Not the “Mom of the Year”


The news media has been abuzz with discussion about the “Mom of the Year.” This is the mother who found her son participating in riots and beat him and screamed at him in the street to get him to stop. Many people identified with this mother for her obvious grave concern about her child’s behavior. Some people even empathized with her use of physical force and abusive language to try to change her child’s behavior.
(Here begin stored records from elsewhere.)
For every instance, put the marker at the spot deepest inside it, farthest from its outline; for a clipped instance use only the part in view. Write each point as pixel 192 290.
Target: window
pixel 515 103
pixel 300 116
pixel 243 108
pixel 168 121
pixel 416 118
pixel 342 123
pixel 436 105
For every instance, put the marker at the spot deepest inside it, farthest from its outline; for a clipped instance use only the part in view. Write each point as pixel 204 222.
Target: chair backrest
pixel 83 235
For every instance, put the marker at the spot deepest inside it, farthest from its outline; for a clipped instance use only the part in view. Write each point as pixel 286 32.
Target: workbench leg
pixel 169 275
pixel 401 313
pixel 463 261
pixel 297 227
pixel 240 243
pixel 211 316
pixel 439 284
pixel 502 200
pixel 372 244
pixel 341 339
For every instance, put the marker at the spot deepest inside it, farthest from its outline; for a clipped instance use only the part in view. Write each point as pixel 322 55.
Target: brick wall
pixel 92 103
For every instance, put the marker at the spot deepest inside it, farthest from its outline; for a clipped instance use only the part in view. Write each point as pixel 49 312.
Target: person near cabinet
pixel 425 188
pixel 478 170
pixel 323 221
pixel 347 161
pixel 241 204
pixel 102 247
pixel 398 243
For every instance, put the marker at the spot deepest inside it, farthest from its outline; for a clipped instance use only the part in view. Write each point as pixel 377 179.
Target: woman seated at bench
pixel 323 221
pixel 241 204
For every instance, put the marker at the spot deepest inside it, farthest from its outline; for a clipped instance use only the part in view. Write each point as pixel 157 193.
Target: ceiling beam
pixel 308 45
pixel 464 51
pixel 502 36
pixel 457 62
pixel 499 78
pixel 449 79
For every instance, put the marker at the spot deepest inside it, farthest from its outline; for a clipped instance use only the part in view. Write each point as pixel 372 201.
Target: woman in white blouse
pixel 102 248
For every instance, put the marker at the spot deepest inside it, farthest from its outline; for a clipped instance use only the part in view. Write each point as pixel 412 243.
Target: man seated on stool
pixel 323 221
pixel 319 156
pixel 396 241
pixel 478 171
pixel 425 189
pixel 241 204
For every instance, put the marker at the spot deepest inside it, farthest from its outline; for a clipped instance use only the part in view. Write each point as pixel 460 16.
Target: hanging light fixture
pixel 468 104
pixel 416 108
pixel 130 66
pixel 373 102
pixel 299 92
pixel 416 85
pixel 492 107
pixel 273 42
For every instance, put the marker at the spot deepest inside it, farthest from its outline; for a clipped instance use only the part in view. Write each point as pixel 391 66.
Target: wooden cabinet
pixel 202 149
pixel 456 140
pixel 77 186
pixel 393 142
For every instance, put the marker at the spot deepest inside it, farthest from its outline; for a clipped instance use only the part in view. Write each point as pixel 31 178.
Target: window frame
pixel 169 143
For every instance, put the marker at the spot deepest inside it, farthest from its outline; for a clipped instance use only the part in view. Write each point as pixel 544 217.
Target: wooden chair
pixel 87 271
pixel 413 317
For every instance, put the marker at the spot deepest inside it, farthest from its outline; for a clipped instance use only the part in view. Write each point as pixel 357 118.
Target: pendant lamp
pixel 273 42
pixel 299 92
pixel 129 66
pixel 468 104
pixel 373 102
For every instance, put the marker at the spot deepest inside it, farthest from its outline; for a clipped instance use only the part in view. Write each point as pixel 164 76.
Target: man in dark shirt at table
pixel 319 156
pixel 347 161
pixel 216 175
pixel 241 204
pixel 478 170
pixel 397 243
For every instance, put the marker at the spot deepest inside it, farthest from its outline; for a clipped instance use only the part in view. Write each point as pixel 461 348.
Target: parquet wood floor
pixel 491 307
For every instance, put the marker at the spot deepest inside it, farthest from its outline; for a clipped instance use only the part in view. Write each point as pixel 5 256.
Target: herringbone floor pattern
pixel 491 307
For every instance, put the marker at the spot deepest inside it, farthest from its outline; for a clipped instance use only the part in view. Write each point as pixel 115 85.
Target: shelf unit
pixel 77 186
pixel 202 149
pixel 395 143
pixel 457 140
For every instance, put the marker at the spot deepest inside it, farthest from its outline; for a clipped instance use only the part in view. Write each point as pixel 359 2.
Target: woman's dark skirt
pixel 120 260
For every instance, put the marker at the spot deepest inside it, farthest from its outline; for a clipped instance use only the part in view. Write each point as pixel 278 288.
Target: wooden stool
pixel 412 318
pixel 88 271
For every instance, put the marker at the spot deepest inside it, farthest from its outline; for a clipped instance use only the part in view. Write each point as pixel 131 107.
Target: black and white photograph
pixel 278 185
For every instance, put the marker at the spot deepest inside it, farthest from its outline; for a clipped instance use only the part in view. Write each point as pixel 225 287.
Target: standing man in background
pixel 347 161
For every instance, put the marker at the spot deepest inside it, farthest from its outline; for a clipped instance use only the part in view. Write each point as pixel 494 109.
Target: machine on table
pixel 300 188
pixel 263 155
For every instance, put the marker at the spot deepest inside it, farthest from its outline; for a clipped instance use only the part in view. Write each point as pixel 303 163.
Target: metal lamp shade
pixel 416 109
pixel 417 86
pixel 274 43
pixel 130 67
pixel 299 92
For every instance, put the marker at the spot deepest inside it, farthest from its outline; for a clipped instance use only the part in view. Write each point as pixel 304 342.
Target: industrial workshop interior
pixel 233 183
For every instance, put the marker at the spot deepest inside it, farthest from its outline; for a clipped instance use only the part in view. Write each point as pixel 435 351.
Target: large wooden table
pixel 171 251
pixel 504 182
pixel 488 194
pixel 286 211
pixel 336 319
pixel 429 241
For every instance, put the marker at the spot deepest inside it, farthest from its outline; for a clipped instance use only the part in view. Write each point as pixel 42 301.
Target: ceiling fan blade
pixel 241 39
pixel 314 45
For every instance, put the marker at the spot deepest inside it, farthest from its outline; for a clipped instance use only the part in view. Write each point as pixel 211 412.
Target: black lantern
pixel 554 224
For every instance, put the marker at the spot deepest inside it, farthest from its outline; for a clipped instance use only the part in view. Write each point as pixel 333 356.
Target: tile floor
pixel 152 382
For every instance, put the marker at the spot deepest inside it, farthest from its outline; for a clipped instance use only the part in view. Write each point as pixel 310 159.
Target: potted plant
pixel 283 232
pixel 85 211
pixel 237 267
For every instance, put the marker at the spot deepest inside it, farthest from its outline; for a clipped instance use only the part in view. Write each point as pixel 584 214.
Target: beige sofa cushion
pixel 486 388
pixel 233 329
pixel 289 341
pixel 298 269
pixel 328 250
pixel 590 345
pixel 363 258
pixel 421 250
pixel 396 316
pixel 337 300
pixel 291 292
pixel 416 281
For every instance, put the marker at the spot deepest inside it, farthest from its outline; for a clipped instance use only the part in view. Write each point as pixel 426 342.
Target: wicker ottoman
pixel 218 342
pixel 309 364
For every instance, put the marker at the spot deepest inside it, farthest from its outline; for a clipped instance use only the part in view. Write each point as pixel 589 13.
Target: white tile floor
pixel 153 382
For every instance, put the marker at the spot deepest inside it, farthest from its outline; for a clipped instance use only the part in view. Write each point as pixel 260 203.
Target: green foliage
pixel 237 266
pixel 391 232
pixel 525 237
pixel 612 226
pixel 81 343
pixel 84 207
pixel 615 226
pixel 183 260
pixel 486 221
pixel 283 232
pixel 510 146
While I can empathize with any parent who wants to change negative behavior of their child, I could never call this mom the “Mom of the Year.” Physical abuse and verbal abuse are not appropriate methods to discipline a child. As I have discussed in other blog posts, it is undeniable and the science supports an end to physical and emotional abuse of children as a form of “discipline.” The truth is that corporal punishment– hitting, striking, kicking, etc. are abuse. They cause long-term emotional and brain damage and place children at physical risk of being seriously injured. This mother’s actions were out of anger. There is never an appropriate time or place to hit a child for any reason.

This mother also screamed at and berated her son with profanity. You can be sure this was not the first time. Her desire to motive his behavior to be different took the form of verbal abuse. Verbal abuse is emotionally damaging and causes long term negative effects on children. Ironically, this type of abuse results in poorer behavior and decision-making. A young person learns only to curb his behavior when his parent isn’t around. This is not a way to instill in children morality or self-restrain or reflection.

Finally, the greatest educator is our example. Children learn by watching our behavior. They learn what is and is not socially acceptable. Children need a parent figure to be the one who is calm and has a handle on the situation when the child is out of control. This mother was totally out of control. You can see in the video that her son became the calm one, the adult in the situation. He avoided her blows but never struck back. This child needed a parent to talk to about his very real and understandable pain as the result of the conflict in his community and, likely, racism and lack of opportunity. He did not need a punisher who told him his expression of anger was unacceptable to her and would be met with physical pain.

Despite her fear of what could have happened to her son at the hands of police, this mother’s conduct was not within the bounds of the law of justifiable. Violence begets violence and her conduct is the reason CPS came to see whether her other children were at risk of abuse too.